И Грейн тоже замолчал.
— Я позвонил вам именно потому, что хочу избежать жертв.
— Самое лучшее, что я могу сейчас сделать, это оставить всех в покое. Я оглянулся и вдруг увидел, что живу среди уголовников и я сам — один из них. Нет принципиального отличия между Яшей Котиком и мной. Такова горькая правда. Анна знает это, и поэтому возвращается к нему.
— Ну, ну, вы преувеличиваете. Если хотите бить себя кулаком в грудь и каяться перед кем-то, то я, наверное, неподходящий для этого человек. У меня есть своя мера вещей. Вы — не Яша Котик.

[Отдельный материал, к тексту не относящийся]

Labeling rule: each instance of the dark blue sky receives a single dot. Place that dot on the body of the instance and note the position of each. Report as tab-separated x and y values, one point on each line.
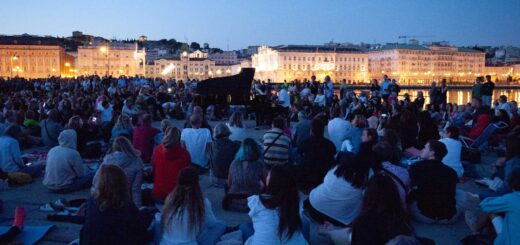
240	23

— Вы собираетесь говорить об Анне, и я отвечу вам так, как если бы вы были ее отцом или братом. В те месяцы, что я жил с Анной, у меня была не только жена, но и еще одна любовница. Я поклялся Анне всем святым, что расстался с той женщиной, но мы встречались при каждой возможности. Через два дня после похорон Станислава Лурье, во время траура, когда Анна сидела в их квартире, я отправился с той женщиной в гостиницу. А у нее уже был муж. Что такого ужасного сделал Яша Котик?
Соломон Марголин опустил голову.
— Что вас связывает с той женщиной? Настолько сильная любовь?
— Если бы все было хорошо, я бы не ушел от нее к Анне.
— Ну-ну, я понимаю, я все понимаю. Анна даже что-то такое говорила. Будь мы оба лет на двадцать моложе, я бы даже спросил вас, какую из этих двух женщин вы любите на самом деле. Но я слишком стар, чтобы задавать подобные вопросы. Меня в этой сфере ничем удивить невозможно. Роль примирителя мне противна, но я не хочу, чтобы Анна пошла ко дну.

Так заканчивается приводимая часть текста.